Languishing antibiotic discovery and flourishing antibiotic resistance have prompted the development of alternative untapped sources for antibiotic discovery, including previously uncultured bacteria. Here, we screen extracts from uncultured species against Mycobacterium tuberculosis and identify lassomycin, an antibiotic that exhibits potent bactericidal activity against both growing and dormant mycobacteria, including drug-resistant forms of M. tuberculosis, but little activity against other bacteria or mammalian cells. Lassomycin is a highly basic, ribosomally encoded cyclic peptide with an unusual structural fold that only partially resembles that of other lasso peptides.
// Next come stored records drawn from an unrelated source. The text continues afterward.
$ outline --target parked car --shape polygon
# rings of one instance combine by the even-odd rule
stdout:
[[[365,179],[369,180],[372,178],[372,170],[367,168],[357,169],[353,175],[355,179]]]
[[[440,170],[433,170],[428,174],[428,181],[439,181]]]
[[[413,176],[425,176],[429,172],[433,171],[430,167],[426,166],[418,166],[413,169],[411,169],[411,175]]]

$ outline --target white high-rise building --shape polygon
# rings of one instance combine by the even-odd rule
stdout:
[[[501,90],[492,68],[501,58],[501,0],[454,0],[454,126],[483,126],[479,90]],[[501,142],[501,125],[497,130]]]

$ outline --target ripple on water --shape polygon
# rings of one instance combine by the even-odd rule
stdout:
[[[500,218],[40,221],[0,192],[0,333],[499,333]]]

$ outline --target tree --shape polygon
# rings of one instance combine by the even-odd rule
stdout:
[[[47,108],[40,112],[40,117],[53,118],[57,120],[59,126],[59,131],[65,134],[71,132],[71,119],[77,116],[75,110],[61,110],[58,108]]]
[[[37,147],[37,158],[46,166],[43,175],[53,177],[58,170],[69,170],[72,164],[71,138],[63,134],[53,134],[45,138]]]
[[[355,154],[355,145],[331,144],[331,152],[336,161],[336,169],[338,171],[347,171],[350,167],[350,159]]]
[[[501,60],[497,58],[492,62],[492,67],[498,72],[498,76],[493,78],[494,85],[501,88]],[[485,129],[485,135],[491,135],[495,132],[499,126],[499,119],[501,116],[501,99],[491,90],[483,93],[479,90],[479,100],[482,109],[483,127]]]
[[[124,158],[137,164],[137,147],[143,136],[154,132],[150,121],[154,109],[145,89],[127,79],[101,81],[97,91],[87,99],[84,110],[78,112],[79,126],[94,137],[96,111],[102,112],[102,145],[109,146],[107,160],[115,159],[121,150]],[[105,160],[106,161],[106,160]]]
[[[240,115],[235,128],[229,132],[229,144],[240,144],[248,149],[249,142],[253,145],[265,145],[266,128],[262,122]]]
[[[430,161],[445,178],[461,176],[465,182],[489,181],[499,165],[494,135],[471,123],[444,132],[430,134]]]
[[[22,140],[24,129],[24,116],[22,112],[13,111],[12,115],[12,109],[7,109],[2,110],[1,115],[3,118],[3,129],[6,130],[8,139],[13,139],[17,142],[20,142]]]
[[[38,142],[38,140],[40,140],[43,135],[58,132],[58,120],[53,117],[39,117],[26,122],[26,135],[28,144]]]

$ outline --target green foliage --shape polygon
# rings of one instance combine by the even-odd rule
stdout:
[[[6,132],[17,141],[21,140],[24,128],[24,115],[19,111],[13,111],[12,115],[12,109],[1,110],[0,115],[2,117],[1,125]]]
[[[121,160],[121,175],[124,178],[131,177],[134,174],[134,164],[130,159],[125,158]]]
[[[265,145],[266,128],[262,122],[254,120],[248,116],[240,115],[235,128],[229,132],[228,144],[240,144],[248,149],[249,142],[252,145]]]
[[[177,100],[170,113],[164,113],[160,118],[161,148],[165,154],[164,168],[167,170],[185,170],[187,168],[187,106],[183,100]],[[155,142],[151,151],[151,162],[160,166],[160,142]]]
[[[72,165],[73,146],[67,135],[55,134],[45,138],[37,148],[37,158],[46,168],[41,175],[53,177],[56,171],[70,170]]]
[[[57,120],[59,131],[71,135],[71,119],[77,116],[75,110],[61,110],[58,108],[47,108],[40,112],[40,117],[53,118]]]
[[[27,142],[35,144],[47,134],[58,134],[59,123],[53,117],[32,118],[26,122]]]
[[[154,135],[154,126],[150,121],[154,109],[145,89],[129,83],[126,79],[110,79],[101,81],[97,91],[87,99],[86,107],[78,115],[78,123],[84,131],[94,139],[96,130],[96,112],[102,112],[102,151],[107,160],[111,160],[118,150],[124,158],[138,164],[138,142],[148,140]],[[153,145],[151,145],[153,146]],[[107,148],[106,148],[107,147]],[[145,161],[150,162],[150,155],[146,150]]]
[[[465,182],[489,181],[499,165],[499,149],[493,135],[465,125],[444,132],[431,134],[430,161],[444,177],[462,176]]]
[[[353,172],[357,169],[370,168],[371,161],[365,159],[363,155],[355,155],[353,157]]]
We show that lassomycin binds to a highly acidic region of the ClpC1 ATPase complex and markedly stimulates its ATPase activity without stimulating ClpP1P2-catalyzed protein breakdown, which is essential for viability of mycobacteria. This mechanism, uncoupling ATPase from proteolytic activity, accounts for the bactericidal activity of lassomycin.
Copyright © 2014 Elsevier Ltd. All rights reserved.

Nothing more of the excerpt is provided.